Speaking at a Good Money Week event yesterday (September 30), Dithfield discussed the complexities of sustainable pensions and how difficult it can be for savers to fully understand them.
“What should savers look for in a pension? I think it is very difficult really,” he said.
“The real problem for people is the complexity of understanding what’s going on in any investment product.
“The UK market is now dominated by workplace schemes, everyone who has a job is now in a workplace scheme, and they have a cost cap.”
As a result of this, Dithfield thinks there has been quite a lot of downward pressure on the fund route and often the more ‘simpler’ products do not lend themselves to communication around these kinds of complex issues.
“There’s an enormous amount of work here really,” he added.
Dithfield believes this is not an issue that can be easily resolved by the industry, saying: “I don’t think you can get anywhere without government action.”
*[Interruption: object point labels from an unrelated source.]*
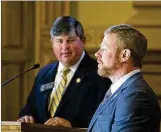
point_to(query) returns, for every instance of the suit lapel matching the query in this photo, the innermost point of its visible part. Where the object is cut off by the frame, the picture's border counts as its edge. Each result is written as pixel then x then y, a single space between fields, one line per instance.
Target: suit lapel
pixel 76 82
pixel 46 88
pixel 113 97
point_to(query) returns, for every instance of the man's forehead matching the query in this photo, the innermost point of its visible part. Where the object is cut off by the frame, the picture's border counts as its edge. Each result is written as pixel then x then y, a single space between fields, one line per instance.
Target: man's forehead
pixel 69 35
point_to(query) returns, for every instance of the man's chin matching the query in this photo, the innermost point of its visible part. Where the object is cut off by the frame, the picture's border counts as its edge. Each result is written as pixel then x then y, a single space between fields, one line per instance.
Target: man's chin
pixel 101 73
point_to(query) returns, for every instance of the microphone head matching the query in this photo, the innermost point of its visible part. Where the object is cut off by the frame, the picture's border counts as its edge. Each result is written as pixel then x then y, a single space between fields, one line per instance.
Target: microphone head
pixel 36 66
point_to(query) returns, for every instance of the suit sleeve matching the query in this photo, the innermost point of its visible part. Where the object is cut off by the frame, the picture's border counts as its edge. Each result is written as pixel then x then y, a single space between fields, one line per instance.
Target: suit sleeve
pixel 133 112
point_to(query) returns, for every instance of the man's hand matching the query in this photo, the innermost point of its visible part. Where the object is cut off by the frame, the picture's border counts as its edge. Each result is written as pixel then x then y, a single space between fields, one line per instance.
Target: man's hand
pixel 57 121
pixel 27 119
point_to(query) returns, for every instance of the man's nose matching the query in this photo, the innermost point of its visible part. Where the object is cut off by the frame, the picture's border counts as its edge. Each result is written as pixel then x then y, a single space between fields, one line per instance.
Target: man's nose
pixel 97 54
pixel 65 44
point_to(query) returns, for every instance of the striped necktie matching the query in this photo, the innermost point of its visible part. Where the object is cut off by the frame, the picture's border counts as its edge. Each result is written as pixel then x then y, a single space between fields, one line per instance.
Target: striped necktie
pixel 56 96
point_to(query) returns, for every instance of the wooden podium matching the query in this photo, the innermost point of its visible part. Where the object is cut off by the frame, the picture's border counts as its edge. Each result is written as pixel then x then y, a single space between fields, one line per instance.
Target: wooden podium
pixel 10 126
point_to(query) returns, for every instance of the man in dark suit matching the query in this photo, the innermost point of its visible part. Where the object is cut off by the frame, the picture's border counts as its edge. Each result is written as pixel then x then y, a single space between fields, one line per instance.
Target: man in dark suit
pixel 129 105
pixel 66 99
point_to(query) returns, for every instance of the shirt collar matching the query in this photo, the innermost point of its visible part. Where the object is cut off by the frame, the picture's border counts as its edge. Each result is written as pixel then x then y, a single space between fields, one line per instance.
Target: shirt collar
pixel 118 83
pixel 74 67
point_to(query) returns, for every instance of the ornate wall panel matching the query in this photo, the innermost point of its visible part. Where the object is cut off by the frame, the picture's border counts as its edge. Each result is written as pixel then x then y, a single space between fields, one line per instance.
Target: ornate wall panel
pixel 17 39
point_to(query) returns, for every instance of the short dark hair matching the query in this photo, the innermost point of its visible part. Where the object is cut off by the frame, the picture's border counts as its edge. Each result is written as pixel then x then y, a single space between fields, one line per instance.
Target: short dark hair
pixel 65 25
pixel 130 38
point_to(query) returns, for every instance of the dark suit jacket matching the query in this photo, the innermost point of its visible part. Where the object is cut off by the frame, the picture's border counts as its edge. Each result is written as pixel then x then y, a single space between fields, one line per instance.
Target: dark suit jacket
pixel 80 100
pixel 132 108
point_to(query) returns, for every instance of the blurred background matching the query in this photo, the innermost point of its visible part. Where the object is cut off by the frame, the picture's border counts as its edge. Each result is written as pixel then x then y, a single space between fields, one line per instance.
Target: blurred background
pixel 26 39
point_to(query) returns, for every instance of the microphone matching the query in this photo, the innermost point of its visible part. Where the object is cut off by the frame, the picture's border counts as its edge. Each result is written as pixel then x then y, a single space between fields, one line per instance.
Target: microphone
pixel 33 67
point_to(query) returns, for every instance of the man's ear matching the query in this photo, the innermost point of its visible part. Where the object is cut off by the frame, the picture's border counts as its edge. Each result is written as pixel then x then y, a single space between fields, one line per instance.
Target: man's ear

While he acknowledged that there’s talk from the Labour government about taking action around workplace pensions, Dithfield pointed out this action would be most likely around bringing self employed people into schemes because they are currently left out.
“What they really should do in my view is introduce an advanced duty of care from the employers in providing workplace education because the problem is there is no incentive at all for large firms to look at pension schemes,” he explained.
“It is a big cost to them, it’s costing around 9 per cent of payroll per annum, they’re already spending a fortune on it, they don’t want to go the extra mile.”
Dithfield pointed out this issue was of critical importance due to the demand of savers, saying: “Overwhelmingly, people want more action.
“The introduction of workplace schemes mobilised a lot of that activity but it falls down quite often as there isn’t much of a push in terms of regulation for the employer to then do anything.”